Welcome To UK-M Mate Enjoy


----------



## rufs (May 24, 2011)

cheers gazzak


----------



## bmc (Aug 2, 2007)

Alright rufs mate about time you were on here.much better forum and the banter is good


----------



## golfgttdi (Oct 6, 2010)

Wats up pal, nice to see another paddy joinin in, this is a savage spot for any info you need. Full of helpful lads an good craic too.


----------



## bmc (Aug 2, 2007)

arosair said:


> Wats up pal, nice to see another paddy joinin in, this is a savage spot for any info you need. Full of helpful lads an good craic too.
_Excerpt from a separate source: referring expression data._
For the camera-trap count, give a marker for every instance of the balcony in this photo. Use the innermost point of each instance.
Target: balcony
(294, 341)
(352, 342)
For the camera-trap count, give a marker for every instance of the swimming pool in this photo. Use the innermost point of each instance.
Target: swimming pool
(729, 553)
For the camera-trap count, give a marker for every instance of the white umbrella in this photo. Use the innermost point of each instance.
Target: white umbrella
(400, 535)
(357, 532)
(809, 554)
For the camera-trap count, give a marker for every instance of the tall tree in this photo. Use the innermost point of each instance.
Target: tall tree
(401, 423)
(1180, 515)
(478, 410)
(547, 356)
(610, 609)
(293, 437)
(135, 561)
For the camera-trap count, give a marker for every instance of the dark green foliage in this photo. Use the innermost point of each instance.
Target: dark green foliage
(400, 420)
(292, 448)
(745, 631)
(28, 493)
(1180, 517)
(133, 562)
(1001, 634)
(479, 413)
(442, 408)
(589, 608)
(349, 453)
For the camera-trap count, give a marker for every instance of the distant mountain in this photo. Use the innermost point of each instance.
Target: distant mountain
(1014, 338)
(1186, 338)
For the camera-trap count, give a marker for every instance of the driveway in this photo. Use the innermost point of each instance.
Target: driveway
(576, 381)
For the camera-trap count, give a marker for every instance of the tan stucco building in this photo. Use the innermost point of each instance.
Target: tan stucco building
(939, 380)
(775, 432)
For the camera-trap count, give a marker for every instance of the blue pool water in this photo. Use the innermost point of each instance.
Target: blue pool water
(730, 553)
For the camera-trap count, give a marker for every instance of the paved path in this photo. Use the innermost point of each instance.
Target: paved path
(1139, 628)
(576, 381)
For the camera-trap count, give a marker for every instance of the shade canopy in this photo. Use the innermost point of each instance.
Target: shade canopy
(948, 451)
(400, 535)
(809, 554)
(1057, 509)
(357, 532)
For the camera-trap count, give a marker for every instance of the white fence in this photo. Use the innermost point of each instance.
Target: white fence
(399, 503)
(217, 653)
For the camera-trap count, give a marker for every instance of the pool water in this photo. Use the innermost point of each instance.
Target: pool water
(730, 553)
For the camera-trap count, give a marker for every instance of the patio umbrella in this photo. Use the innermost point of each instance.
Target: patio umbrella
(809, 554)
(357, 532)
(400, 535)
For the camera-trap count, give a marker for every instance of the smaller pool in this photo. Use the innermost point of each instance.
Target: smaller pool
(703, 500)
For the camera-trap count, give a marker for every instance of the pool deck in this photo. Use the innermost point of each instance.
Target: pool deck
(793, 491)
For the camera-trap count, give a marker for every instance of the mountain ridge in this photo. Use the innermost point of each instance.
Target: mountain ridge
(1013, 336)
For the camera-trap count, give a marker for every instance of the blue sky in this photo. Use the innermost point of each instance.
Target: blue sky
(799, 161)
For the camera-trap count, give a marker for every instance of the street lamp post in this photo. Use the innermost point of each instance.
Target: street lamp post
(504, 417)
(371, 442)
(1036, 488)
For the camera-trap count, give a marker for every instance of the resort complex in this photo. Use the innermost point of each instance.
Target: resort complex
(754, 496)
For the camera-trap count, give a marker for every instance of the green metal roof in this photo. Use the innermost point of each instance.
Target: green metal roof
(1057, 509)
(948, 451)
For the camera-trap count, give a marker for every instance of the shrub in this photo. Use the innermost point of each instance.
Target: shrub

Now we've got paddy and mick


----------



## Fullhouse (Mar 31, 2010)




----------



## barsnack (Mar 12, 2011)

your life will never be the same again, what county you from


----------



## lolik (Apr 24, 2010)

welcome and good luck


----------



## pabz (Mar 28, 2011)

WELCOME RUFS !


----------



## MRSTRONG (Apr 18, 2009)

welcome to uk-m


----------



## jimmy liverpool (Dec 15, 2010)

where in Ire you from mate?


----------



## bmc (Aug 2, 2007)

barsnack said:


> your life will never be the same again, what county you from


Rufs don't tell him he's a stalker


----------



## deep85 (Aug 11, 2010)

bout ye


----------



## Sionnach (Apr 19, 2010)

greetings fellow brethren!


----------



## richardrahl (Nov 19, 2007)

Welcome to the board, mate.


----------



## rufs (May 24, 2011)

hey bmc me aul flower...hows life...havent been on in a few days...work work work!!!


----------



## rufs (May 24, 2011)

from galway mate!!!


----------



## freeline (Dec 12, 2009)

top of the morning to ya.

wheres me pot of gold.

drink. feck.


----------



## rufs (May 24, 2011)

cheers for the welcome guys....that cranky ol scot bmc got me to join up so here i am!!!


----------



## iron head case (Jul 2, 2008)

welcome


----------



## bmc (Aug 2, 2007)

rufs said:


> cheers for the welcome guys....that cranky ol scot bmc got me to join up so here i am!!!


I'm on commission mate


----------



## Big Kris (Aug 25, 2009)

Welcome on board mucker

There is a special place for potato cooking recipes, know how you paddy's love your tattys


----------



## SoulXedge (Mar 15, 2010)

Hello and welcome to the forum


----------